New British Manufactured Vehicles in High Demand Globally
One thing that has been a ray of hope is the fact that the EU is not the only market where British built cars are in high demand. According to the Chief Executive of Society of Motor Manufacturers and Traders, Mike Hawes, production so far this year is booming in large part due to British models that are in such high demand around the world. Apparently, there are other markets to tap and existing markets to ramp up sales in so all may not be lost. There may be a temporary slowdown which in the short term could spell despair but in the long term, the industry may be turned around again with better advertising and marketing in countries already selling large numbers of UK built cars.
Foreign Makes with a Strong UK Presence Also Concerned
Toyota has also expressed concerns over a hard Brexit as they, too, manufacture some of their models in the UK with some being marketed in the country and others overseas. In fact, more than 80% of all cars made in the UK had a final destination in an overseas market with the EU being the largest for UK auto manufacturing industry. Production was up for the entire year by 12.3%.

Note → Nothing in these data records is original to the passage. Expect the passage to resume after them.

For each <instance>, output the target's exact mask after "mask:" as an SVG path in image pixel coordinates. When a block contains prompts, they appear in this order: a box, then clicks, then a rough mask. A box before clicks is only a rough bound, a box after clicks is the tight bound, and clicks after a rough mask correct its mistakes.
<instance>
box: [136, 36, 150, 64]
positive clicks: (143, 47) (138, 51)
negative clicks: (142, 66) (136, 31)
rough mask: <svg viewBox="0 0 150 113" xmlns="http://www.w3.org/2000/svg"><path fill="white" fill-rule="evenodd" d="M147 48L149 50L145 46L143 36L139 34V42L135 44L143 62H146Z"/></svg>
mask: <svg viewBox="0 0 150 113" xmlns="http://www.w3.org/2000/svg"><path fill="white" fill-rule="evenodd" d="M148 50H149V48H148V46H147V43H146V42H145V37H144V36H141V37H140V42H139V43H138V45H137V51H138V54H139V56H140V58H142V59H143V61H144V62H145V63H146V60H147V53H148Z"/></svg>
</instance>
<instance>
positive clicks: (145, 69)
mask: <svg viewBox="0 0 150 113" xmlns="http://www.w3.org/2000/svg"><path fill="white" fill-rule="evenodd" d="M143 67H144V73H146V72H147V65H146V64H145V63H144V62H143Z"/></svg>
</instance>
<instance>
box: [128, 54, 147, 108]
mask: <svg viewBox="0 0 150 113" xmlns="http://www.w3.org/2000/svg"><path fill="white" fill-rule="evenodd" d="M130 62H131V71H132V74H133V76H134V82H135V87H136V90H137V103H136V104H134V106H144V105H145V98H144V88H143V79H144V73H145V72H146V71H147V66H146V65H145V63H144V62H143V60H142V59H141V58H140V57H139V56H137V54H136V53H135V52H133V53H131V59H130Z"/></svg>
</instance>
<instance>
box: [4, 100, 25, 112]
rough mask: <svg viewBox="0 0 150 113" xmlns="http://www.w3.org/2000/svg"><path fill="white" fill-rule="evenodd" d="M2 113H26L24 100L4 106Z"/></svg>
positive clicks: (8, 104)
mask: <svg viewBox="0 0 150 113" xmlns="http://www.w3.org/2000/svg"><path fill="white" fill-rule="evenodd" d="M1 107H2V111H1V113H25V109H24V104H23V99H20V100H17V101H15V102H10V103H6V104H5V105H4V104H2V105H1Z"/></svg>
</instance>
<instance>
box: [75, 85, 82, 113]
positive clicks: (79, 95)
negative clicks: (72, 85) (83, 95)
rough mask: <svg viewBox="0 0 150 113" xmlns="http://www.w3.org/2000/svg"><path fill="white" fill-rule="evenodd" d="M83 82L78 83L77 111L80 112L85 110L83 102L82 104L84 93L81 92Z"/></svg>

Fears may be as yet unfounded as Brexit negotiations have yet to be determined and won’t even start until after the general election. With greater numbers of Brits buying UK built cars, there is also hope that the UK will focus more on British cars in an effort to bolster the economy while talks and exit strategies are being devised. It is still too early to forecast how Brexit will impact the auto industry in the UK but if things continue as they have been so far this year, concerns may prove to be unfounded. Until then, countries like the United States, and other possible exit countries in the EU, will remain interested in what happens.